An Empirical Implementation of the Shadow Riskless Rate

TL;DR

This paper develops a computational method to estimate the shadow riskless rate in markets without risky assets, using empirical data and advanced matrix techniques, enabling applications in asset pricing and investment analysis.

Contribution

It introduces a novel empirical approach combining PCA, SVD, and regularization to estimate the shadow riskless rate from real market data.

Findings

Successfully estimated SRR in various stock markets.

Provided insights into the drift and volatility of the state-price deflator.

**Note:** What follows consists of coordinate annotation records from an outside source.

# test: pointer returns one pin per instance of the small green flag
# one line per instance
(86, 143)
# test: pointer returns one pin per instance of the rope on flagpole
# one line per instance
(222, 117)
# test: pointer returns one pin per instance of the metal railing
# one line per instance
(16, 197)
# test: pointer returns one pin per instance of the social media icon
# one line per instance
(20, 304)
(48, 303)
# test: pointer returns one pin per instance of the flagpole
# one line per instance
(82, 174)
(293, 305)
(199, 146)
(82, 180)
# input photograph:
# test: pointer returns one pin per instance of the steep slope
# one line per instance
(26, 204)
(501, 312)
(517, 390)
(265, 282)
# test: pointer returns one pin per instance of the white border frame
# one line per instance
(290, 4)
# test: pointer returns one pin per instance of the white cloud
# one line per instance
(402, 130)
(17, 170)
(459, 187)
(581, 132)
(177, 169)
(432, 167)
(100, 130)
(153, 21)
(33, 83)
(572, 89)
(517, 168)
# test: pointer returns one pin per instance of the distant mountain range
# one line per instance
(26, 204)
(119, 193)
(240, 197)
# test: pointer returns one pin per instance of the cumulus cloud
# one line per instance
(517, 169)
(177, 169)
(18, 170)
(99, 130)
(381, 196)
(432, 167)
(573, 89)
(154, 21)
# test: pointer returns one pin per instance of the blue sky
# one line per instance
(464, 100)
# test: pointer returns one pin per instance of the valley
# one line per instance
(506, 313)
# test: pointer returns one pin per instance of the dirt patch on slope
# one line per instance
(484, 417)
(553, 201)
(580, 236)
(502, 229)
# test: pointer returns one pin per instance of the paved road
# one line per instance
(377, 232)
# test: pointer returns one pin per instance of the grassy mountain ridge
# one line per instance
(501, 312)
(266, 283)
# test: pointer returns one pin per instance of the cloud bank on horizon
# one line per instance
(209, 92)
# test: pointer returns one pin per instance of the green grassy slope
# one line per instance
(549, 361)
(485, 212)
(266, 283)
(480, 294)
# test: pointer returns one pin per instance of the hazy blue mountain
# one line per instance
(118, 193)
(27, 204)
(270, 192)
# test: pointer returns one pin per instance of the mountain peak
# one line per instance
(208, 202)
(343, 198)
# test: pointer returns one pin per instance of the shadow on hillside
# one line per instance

Demonstrated the method's potential for asset pricing and investment decisions.

Abstract

We address the problem of asset pricing in a market where there is no risky asset. Previous work developed a theoretical model for a shadow riskless rate (SRR) for such a market in terms of the drift component of the state-price deflator for that asset universe. Assuming asset prices are modeled by correlated geometric Brownian motion, in this work we develop a computational approach to estimate the SRR from empirical datasets. The approach employs: principal component analysis to model the effects of the individual Brownian motions; singular value decomposition to capture the abrupt changes in condition number of the linear system whose solution provides the SRR values; and a regularization to control the rate of change of the condition number. Among other uses (e.g., for option pricing, developing a term structure of interest rate), the SRR can be employed as an investment discriminator between asset classes. We apply the computational procedure to markets consisting of groups of stocks, varying asset type and number. The theoretical and computational analysis provides not only the drift, but also the total volatility of the state-price deflator. We investigate the time trajectory of these two descriptive components of the state-price deflator for the empirical datasets.